Microsoft is just the first of several targets in the European Commission's efforts to create a fairer, more competitive playing field
The European Commission can look back on a truly remarkable week that is certain to write history in competition policy. First, Information Society Commissioner Viviane Reding announced she would tackle uncompetitive practices in the telecom sector by drawing up rules on how much mobile phone operators can charge for connecting calls to their networks. This, she said, was a response to the wide disparities in pricing that exist across the EU and which stymie efforts to create a level playing field and a common, competitive market.
Then, the European Court of First Instance rejected Microsoft's (MSFT) appeal against a past ruling and upheld a $613 million fine levied for Microsoft's alleged abuse of its dominant market position in Europe. Finally, Andris Piebalgs, the EU Energy Commissioner, introduced ambitious plans for increasing competition in Europe's heavily protected and overpriced energy markets. His energy liberalization package includes measures on ownership unbundling, national regulators, network cooperation, and transparency.
In all three cases, it has been interesting to observe the way some companies in the affected sectors try to justify their business practices by claiming their market-dominating positions are actually beneficial to consumers, the economy, and society at large. In essence, they argue that monopolies or oligopolies should be upheld or innovation will suffer, investments will stall, and the industry will go belly-up.

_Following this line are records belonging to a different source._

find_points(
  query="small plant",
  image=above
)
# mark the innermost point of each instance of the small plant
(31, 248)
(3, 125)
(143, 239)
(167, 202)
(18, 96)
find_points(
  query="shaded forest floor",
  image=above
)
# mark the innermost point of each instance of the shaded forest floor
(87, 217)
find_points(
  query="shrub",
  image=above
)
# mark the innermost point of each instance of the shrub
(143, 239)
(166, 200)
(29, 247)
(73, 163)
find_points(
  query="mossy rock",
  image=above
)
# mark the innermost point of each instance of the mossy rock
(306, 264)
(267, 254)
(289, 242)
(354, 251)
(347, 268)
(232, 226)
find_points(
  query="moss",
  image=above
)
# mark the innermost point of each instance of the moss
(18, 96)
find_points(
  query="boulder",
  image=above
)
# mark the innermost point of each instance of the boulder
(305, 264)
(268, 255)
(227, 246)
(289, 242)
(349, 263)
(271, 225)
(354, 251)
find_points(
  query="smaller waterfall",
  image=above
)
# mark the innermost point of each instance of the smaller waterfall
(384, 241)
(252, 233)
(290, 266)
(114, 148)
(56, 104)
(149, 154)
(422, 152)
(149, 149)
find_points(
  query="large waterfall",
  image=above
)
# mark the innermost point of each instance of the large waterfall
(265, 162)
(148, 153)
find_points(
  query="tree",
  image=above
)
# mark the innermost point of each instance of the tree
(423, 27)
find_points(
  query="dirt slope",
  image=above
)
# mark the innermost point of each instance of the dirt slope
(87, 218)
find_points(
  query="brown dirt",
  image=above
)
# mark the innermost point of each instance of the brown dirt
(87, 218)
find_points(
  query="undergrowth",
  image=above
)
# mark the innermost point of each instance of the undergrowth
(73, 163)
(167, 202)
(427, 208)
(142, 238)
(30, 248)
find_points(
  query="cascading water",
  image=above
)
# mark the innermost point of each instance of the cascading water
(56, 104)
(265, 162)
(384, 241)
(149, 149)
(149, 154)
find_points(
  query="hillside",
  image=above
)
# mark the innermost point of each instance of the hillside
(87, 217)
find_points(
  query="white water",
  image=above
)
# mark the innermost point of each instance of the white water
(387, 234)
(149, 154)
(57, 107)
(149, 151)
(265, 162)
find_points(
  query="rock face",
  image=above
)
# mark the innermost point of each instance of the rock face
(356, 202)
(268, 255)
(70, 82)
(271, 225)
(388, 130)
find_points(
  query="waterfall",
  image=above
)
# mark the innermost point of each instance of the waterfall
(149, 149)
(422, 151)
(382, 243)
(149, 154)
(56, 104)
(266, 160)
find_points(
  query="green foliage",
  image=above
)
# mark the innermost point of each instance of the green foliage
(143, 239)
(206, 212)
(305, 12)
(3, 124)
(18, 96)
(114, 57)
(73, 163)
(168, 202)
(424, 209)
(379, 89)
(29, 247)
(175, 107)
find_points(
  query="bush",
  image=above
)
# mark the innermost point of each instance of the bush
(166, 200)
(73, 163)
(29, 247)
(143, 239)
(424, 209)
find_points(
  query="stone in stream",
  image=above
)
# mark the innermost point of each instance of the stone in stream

Where is the evidence for such claims? Who can honestly assert that monopolies have ever delivered on innovation, or that oligopolies have been sensitive to the needs of the customers they serve? We invite anyone who doubts the positive power of competition policy or market liberalization to return to the times of airline and telecommunications monopolies. These sectors also cried foul when the European Commission forced open their markets—ultimately benefiting consumers and providing opportunities for new market entrants. Anyone who doubts today the merit of competition policy should be forbidden from taking a flight on Ryanair or placing a call on Skype.
In a recent paper we explain the intricate, and positive, link between consumers and competition policy. Drawing on the McKinsey country studies of the 1990s, we demonstrate that consumer-oriented policies, and the productivity-enhancing effects they have through stimulating competition and innovation, are among the most important indicators of a country's economic wealth and long-term prosperity.
Slower pace of change
Indeed, research has shown that over time, a political and regulatory focus on consumers, rather than producers, appears to be the key determinant of a country's economic success, and accounts for much of the difference in wealth and prosperity as measured by gross domestic product (GDP) per capita between developed parts of the world, such as Europe, Japan, and the United States.
In addition to benefiting consumers, strong competition policy also favors new market entrants, innovative young companies, and entrepreneurs by facilitating market openings and commercial opportunities for nonincumbent economic actors. The importance of this creative destruction—of movement in the markets—cannot be overestimated, particularly in Europe, which has a poor track record of creating new, fast-growing companies able to challenge the power of the vested industry.
Not surprisingly, Europe's largest 25 companies all were founded before 1960, while in the United States eight of the 25 largest companies didn't exist then. And in general, European companies grow at a snail's pace compared with their peers across the Atlantic. Whereas on the Continent the average business employs five people, in the U.S. that number stands at 19.
Going back to the importance of consumers, it is their ability to vote with their feet and to make choices regarding their consumption that forces companies to stay on the ball, to pay attention to market trends, and to deliver top performance. That is why a focus on producers rather than consumers makes absolutely no sense—not politically because there are more consumers, i.e., voters, than producers, and not economically, because companies shielded from competition deliver consistently worse products and services. This applies across all industries.
Economic evidence demonstrates that intense competition forces firms to increase productivity in order to generate profits and stay in business. The gains in productivity come both from increasing the value to the consumer of the goods and services produced and from decreasing the resources needed to produce the goods and services, thereby lowering their prices.
In an age of limited natural resources, and given Europe's rapidly ageing and even declining population, productivity will be vital to meeting the challenges of the future. But there is little incentive to increase productivity and innovation in companies and sectors that are shielded from competition. That is why business as usual is not an option.
Europe in general, and its consumers in particular, can no longer afford to subsidize under-performing, overcharging companies, let alone entire sectors that are so critical to long-term economic performance. And it is quite an irony that so often those who are most critical of the market will be the first to protect and give an easy ride to so many companies. For sure, the old boys' network is still alive and well in Europe, but reality has set in, thanks largely to the leadership from Brussels, which has delivered a much-needed wake-up call and shift in policy.
Europe doesn't need more monopolies, economic patriotism, or protection of economic incumbents; it needs a healthy dose of competition, empowered consumers, and a level playing field for new market entrants, entrepreneurs, and innovators. That's the only way to deliver on the growth and jobs agenda, and it's the politically smart response to Europe's consumers, who have too often been forced to pay excessive prices to protected providers.